31 tahun lalu, tepatnya bulan Mei tahun 1978, atas permintaan Rm. A. Denissen, CICM, Mas Slamet pun mulai bekerja di Anging Mammiri. Sebelumnya ia telah mengabdikan diri selama 7 tahun di Seminari Tinggi Kentungan. Saat itu pula para frater KAMS juga masih bergabung dengan para frater KAS (Keuskupan Agung Semarang). Namun karena jumlah calon imam KAMS semakin banyak dan asrama Seminari Tinggi Kentungan sudah tidak mampu menampung mereka, maka para frater KAMS pun membuat asrama sendiri yang letaknya hanya 400 meter sebelah utara Seminari Tinggi Kentungan.

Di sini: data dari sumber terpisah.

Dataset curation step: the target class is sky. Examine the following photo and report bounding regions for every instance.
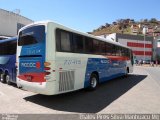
[0,0,160,32]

Seminarium Anging Mammiri atau asrama untuk para calon imam praja KAMS, didirikan pada hari Pentakosta tahun 1978. Sejak saat itu sampai sekarang, Mas Slamet masih tetap setia bekerja di sana. Bahkan dengan senang hati akan memperpanjang masa kerjanya setelah pensiun pada tahun 2010 nanti jika ia masih dibutuhkan.
31 tahun bukanlah waktu yang singkat, dan untuk bertahan selama itu adalah sesuatu yang patut diacungi jempol. Ketika ditanya mengapa dia masih bertahan dan masih tetap semangat dalam tugasnya, pria kelahiran Jogja, 30 April 1955 ini, dengan medog Jawanya yang kental menjawab, kuncinya adalah kesabaran dan tanggung jawab. Seringan apa pun pekerjaan kita, jika kita tidak sabar dan hanya mengeluh, maka pekerjaan itu justru akan terasa berat. Saya selalu berusaha menikmati pekerjaan saya. Menikmati pekerjaan merupakan proses pendewasaan. Jika saya lelah, saya istirahat. Jika sekarang pekerjaannya belum selesai…ya besok lagi…kalau belum juga…ya lusa. Tetapi tidak berarti bahwa saya tidak bertangung jawab. Saya hanya berusaha bekerja semampu saya, saya tidak akan memaksa diri. Selain sabar, saya juga berusaha untuk tidak mengeluh. Mengeluh, toh tidak akan menyelesaikan pekerjaan. Dengan mengeluh, pekerjaan justru bertambah berat, lama-lama jadi stress. Dalam bekerja, pikiran harus santai tetapi kerjanya jangan santai..katanya sambil senyum. Bekerja memang berat, tetapi itulah risiko kerja, tambahnya.
Cita-Cita Jadi Guru
Waktu kecil sebenarnya ia ingin menjadi guru tetapi akhirnya tidak tercapai karena masalah biaya. Ketika ia bersekolah di SMP bapaknya meninggal dunia. Sejak saat itulah ia menjadi tulang punggung keluarganya karena hanya dia laki-laki di antara saudara-saudaranya. Ia tidak bisa lagi melanjutkan sekolahnya. Setelah tamat SMP ia langsung bekerja. Ia pun melamar kerja di Seminari Tinggi Kentungan, dan ia diterima. Ia pun memulai pekejaannya sebagai tukang bersih di asrama. Saat itu dia adalah karyawan paling muda diantara 35 karyawan yang ada. Setelah bekerja selama 7 tahun di Seminari Tinggi, akhirnya ia pindah ke Anging Mammiri.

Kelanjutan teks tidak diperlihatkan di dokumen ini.